Introduction

It is no surprise even to an amateur that computer systems are built on steadfast grounds of mathematical theory. Indulging in computers over the course of many years leads many into finding very niche fields where computers and mathematics intersect directly.

In this post, we turn our attention to one of such systems known as Satisfiability Modulo Theories (SMT), which prove satisfiability of first-order logical equations. We’ll then visit Conda to see how they use a SMT solver for a neatly practical cause.

Mathematical logic

While peeking into the history of computers, we find that mathematical logic first entered into computing through lambda calculus and combinatory logic.

In modern times, mathematical logic has evolved into a solid tool used for discussing semantics of programming languages. Incidentally, if you want to peek into the action, there’s no better window than Ralf Jung’s brilliant PhD thesis on Rust’s semantics. Although interesting, it is a PhD thesis, so we our attention to more digestible examples.

If you’ve trudged your way through the terrible education of the country I live in, you’ve probably encountered something called Linear Programming. It poses optimization problems by presenting equations constrained to specific conditions and asks us to deliver the most optimal solution under those specific conditions. A classic problem consists of a linear function $f(x, y) = ax + by$ and a set of $n$ constraints $a_nx + b_ny \leq c_n$.

What they don’t teach you in school, is that those $n$ constraints can be modeled as first-order logic equations as well.

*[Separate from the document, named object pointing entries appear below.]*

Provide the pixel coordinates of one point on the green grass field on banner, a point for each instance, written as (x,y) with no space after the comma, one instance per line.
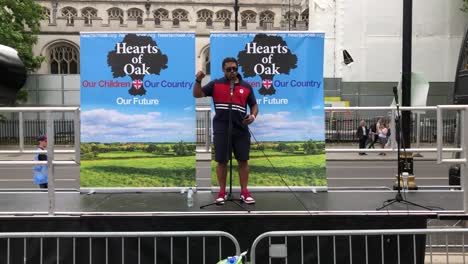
(170,165)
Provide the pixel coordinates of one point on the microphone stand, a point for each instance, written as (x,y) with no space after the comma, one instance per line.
(399,136)
(229,157)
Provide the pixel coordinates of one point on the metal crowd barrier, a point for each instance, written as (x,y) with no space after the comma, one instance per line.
(369,246)
(117,247)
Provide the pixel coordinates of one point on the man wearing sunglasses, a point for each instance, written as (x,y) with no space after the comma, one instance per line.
(230,93)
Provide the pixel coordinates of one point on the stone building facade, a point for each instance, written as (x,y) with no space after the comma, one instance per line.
(60,31)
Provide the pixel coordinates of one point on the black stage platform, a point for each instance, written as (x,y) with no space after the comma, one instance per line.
(162,211)
(135,203)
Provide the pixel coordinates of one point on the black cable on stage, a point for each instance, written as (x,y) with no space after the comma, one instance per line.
(281,177)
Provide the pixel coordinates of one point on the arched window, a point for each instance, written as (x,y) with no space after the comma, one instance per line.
(225,16)
(267,18)
(305,16)
(88,14)
(291,18)
(159,15)
(115,13)
(63,59)
(70,14)
(248,16)
(179,15)
(136,14)
(206,16)
(46,13)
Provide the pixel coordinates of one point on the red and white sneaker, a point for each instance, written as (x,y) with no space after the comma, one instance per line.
(247,198)
(221,198)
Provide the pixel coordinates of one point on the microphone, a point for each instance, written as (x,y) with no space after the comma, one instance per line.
(232,88)
(395,94)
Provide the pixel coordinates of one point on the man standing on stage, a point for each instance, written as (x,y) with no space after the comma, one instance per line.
(232,91)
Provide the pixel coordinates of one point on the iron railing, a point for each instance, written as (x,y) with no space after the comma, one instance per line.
(117,247)
(361,246)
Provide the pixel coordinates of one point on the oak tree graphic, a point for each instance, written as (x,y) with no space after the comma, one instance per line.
(282,62)
(153,63)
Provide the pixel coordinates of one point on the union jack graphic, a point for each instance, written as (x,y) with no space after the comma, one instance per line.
(137,84)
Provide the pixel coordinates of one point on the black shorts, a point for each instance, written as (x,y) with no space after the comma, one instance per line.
(240,147)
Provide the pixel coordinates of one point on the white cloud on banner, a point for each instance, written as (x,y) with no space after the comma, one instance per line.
(281,126)
(106,125)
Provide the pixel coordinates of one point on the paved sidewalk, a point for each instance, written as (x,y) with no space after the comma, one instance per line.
(374,155)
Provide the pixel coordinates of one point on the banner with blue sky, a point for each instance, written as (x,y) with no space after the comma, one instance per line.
(137,108)
(285,69)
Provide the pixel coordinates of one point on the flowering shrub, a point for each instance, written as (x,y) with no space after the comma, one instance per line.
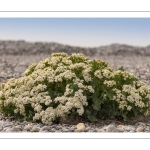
(62,86)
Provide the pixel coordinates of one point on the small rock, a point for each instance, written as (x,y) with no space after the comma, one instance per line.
(45,128)
(102,130)
(120,126)
(35,129)
(28,127)
(142,124)
(80,127)
(110,128)
(15,129)
(140,129)
(1,128)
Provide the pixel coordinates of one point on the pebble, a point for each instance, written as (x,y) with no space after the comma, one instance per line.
(140,129)
(35,129)
(110,128)
(80,127)
(14,66)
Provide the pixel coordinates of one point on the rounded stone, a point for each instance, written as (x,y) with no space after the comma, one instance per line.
(35,129)
(110,128)
(140,129)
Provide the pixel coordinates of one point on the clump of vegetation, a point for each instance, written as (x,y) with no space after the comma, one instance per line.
(61,86)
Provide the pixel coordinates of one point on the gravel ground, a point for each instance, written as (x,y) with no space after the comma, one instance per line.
(14,66)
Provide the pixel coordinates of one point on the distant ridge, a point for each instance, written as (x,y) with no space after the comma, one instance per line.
(31,48)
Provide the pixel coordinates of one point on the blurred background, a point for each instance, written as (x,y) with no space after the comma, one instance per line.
(118,41)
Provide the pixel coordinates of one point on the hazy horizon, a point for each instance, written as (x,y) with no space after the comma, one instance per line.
(80,32)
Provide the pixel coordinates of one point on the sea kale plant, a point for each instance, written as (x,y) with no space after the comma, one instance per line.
(61,86)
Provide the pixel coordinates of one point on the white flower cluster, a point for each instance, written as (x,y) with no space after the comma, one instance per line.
(32,89)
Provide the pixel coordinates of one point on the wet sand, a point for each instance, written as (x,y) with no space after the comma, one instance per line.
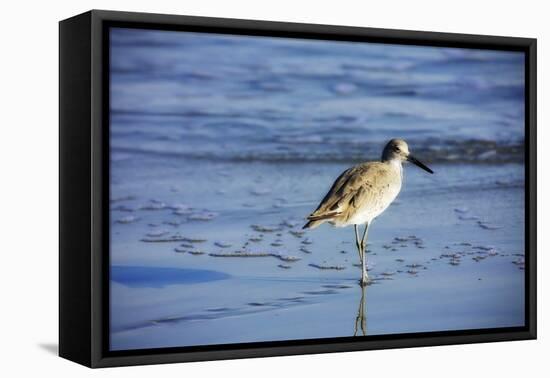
(447,255)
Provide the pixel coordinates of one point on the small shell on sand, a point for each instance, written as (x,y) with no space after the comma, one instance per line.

For example, consider a system of three linear equations:

$$ \begin{align*} -3x + 2y - 5z &= -14 \\ 2x - 3y + 4z &= 10 \\ x + y + z &= 4
\end{align*} $$

Since it is absolutely necessary that we satisfy all three of these constraints to find values of $x$, $y$ and $z$. A ‘winning’ condition for us would be when a solution to such a system exists, and can be calculated. If the winning condition is denoted with $W$, then we can express $W$ as:

$$ (-3x + 2y - 5z = -14) \wedge (2x - 3y + 4z = 10) \wedge (x + y + z = 4)
$$

The $\wedge$ symbol is the usual conjunction (AND condition).

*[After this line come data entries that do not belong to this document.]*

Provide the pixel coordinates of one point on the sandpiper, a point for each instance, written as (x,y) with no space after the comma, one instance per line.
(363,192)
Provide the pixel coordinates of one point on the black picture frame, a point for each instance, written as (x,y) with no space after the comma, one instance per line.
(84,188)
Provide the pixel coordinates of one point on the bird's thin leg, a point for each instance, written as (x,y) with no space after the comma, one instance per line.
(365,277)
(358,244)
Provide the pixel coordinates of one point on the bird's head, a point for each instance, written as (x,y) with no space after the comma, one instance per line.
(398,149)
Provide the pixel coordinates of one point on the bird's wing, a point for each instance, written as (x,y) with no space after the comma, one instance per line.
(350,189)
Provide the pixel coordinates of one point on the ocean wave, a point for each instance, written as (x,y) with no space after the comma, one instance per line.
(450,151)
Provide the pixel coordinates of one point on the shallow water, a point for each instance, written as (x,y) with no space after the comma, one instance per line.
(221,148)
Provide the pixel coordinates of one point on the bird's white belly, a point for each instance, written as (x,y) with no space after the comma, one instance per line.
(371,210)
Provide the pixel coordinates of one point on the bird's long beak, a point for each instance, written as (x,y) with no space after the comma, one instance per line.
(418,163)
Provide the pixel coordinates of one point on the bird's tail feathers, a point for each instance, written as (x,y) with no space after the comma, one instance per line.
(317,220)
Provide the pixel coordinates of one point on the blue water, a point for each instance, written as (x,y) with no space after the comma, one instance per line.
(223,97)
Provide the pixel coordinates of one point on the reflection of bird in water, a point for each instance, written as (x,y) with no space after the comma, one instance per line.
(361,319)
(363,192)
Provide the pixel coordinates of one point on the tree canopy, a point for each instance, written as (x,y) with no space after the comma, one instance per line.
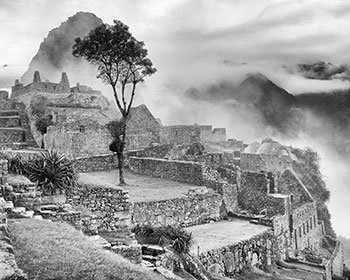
(122,63)
(120,58)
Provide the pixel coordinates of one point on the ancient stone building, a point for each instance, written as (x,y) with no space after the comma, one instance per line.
(81,132)
(14,128)
(142,128)
(178,134)
(80,117)
(38,86)
(268,155)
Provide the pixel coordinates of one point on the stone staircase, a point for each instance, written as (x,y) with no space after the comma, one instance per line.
(14,128)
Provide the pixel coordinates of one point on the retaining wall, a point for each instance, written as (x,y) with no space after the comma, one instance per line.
(182,171)
(190,210)
(259,251)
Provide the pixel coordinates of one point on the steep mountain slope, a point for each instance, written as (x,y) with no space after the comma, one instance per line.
(55,52)
(273,102)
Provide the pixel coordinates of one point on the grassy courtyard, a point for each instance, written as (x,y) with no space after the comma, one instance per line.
(47,250)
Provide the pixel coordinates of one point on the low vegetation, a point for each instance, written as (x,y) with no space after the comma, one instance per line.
(308,170)
(47,250)
(175,238)
(53,172)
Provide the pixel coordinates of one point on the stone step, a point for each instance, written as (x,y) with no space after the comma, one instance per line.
(100,241)
(149,258)
(51,207)
(19,210)
(39,217)
(14,145)
(147,264)
(7,105)
(9,205)
(152,250)
(9,113)
(11,134)
(28,214)
(10,121)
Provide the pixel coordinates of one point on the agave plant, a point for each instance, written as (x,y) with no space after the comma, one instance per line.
(53,172)
(16,164)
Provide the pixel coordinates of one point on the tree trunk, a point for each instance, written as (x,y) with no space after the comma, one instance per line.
(42,142)
(121,156)
(120,167)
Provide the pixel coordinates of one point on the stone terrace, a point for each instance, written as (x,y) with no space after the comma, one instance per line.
(224,233)
(141,188)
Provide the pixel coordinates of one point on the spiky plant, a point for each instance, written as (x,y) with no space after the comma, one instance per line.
(53,172)
(16,164)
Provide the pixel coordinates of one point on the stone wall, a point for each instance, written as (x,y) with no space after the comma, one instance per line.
(289,183)
(182,171)
(178,134)
(196,208)
(10,121)
(48,87)
(253,194)
(224,185)
(79,132)
(306,231)
(337,260)
(259,251)
(109,205)
(8,265)
(96,163)
(265,162)
(219,135)
(16,134)
(4,94)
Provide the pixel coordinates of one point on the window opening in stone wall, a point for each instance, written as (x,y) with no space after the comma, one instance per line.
(310,223)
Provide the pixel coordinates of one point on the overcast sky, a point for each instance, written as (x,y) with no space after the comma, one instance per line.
(194,43)
(189,39)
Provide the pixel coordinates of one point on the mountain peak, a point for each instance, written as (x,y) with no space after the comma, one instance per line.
(55,52)
(257,76)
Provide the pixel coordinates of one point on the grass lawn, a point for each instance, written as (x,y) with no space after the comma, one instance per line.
(140,187)
(57,251)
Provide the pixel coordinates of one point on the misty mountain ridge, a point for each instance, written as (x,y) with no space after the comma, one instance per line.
(323,115)
(322,70)
(55,52)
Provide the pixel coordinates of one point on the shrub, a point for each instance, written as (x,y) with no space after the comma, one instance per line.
(17,165)
(53,172)
(47,250)
(176,238)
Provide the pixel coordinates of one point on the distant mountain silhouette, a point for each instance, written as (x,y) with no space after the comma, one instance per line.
(321,115)
(55,52)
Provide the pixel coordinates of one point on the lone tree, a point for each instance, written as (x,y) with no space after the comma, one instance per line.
(122,63)
(41,125)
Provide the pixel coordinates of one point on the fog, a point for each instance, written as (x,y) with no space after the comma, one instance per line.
(196,44)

Now that we’ve modeled this as a logic problem, we can finally talk about Satisfiability Modulo Theories.

Satisfiability Modulo Theories

Abbreviated as SMT, the instance of such a system is a formula in first-order logic (such as the one above), and SMT determines whether if this system is indeed solvable.

SMT systems can include more complex data formats such as integers or data structures like lists, strings and arrays.

Now let’s talk about SAT systems, of which SMT systems are a generalization.

SAT and Z3

Boolean SATisfiability problem is a specialization of SMT that only concerns itself with satisfiability of a boolean formula.

SAT systems try to find a solution to a system of first-order logic equations. If a solution exists, then the system is evaluated to a SATisfiable status. Otherwise, it is UNSATisfiable.

A condition on SAT systems is that they only operate on first order logical systems in Conjunctive Normal Form. Do you see how that applies to our example above? We’ll bubble this example through the entire section.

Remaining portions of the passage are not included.